— Но как это раньше никто не додумался до такого простого дела? — удивился Валентин.
: — Все знали, что бар врубовки часто заклинивается, да и навалоотбойщикам работы стало бы меньше.— Плохо думали, значит, — отвел глаза Петр Григорьевич.
А прощаясь, напутствовал товарищей:
— Давайте-ка, завтра и приступайте к двойному врубу, ребята. Я с начальником участка переговорю.
Так и началось новое, значительное в жизни Валентина.
Время теперь летело незаметно, и вместе с днями напряженной работы, занявшей все мысли Валентина, уходили куда-то прочь болезненные раздумья над своей судьбой, от которых он никак не мог отделаться.
Однажды в шахтном сквере он снова встретился с Желтяновым.

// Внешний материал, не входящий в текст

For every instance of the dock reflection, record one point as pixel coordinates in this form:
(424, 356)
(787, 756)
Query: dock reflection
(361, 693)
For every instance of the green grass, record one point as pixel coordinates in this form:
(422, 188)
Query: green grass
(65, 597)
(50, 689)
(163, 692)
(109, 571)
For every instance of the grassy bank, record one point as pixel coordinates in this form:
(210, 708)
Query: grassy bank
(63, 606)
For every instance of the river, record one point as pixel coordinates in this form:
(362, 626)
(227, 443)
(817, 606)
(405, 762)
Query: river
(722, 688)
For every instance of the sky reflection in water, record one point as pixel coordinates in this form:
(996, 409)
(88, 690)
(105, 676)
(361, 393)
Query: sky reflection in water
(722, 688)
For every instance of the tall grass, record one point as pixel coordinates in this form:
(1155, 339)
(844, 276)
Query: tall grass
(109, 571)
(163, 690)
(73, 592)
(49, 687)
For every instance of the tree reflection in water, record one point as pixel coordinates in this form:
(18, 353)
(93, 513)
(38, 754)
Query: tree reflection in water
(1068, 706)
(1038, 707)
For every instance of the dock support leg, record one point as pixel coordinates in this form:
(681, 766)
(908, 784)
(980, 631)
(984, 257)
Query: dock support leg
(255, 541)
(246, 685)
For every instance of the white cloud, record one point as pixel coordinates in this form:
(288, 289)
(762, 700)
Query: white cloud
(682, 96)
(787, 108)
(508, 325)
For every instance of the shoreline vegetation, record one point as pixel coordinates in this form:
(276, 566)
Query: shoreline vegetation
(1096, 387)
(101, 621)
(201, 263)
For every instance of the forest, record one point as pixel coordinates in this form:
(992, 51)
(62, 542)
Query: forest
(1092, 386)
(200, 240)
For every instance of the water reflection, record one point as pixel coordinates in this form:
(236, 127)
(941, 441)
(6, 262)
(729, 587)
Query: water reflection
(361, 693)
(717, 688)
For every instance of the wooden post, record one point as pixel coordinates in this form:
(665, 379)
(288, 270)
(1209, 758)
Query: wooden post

— Специально приехал тебя поздравить, — улыбался Костя, показывая статью «Творческая инициатива горняков», напечатанную в областной газете. В статье рассказывалось об испытании метода Комлева врубмашинистом Астаниным и помощником Окуневым. — И еще вот что... Алексей Ильич просил тебя приезжать, он уже, образно говоря, приказ о зачислении тебя в редакцию заготовил.
А когда Костя услышал, что Валентин не хочет ехать в Шахтинск, находя, что в Ельном лучше, Желтянов от удивления не нашелся, что сказать.
— Писать я вам иногда буду, а работать — нет, не поеду. — И с улыбкой глядя на ошеломленного Костю, добавил: — Так и передай Алексею Ильичу, пусть не обижается.
— Но это же... глупо, наконец! — опомнился Костя. — Для тебя же лучше делают, а ты... Слушай, брось выбрыкиваться, как телка бабушки Дуни, бери расчет и — на машину.
— Всего доброго, Костя, — подал руку Валентин, поняв, что Желтянову трудно уяснить, что удерживает Астанина в Ельном.
Тихо стучат стенные часы, убаюкивая своим равномерным ходом. Настольная лампа вырывает и» ночного полумрака комнаты стол и склонившуюся над ним женскую фигуру. В удивительно спокойной тишине слышно, как тоненько поскрипывает перо, быстро бегущее по белому листу бумаги, слышно ровное дыхание спящей Нины Павловны.
Галина пишет письмо подруге.
«...А вчера я как-то по-особенному почувствовала удары моего «будущего человека». Понимаешь, Рита, до этого я не могла себе представить, как сильно волнует будущую мать еще не рожденный ребенок... А сейчас, едва он зашевелится, настойчиво заявляя о себе, я сяду и слушаю, жду новых ударов, и, кажется, два мира оживают во мне: мой и его, особый, таинственный мир, и эти миры так незаметно, так плотно переплетаются друг с другом, что трудно узнать даже мне, где я, а где он. Все чаще появляется интерес: каким он будет — мой ребенок... Вероятно, похож на отца... Как это ни странно, а на Валентина мне ничуть не хочется обижаться, это состояние, по-моему, связано опять же с ребенком.
Мне иногда кажется, что Валентин никуда и не уезжал, он здесь, где-то около дома и что он вот-вот войдет в двери, такой чуткий, ласковый, каким был в первые месяцы нашей совместной жизни. А бывает и так, что я безумно обижаюсь на него. Такое состояние — в минуты долгого уединения или когда увижу, как женщина — в таком же «интересном» положении, как и я, — идет об руку с мужем, и они бесконечно разговаривают о чем-то, наверное, об их будущем ребенке».
Галина подняла голову и, опершись на руки, задумалась, потом, вздохнув, дописала:
«А Валентина я все же люблю».
Написав это, Галина остановилась, не зная, что писать дальше.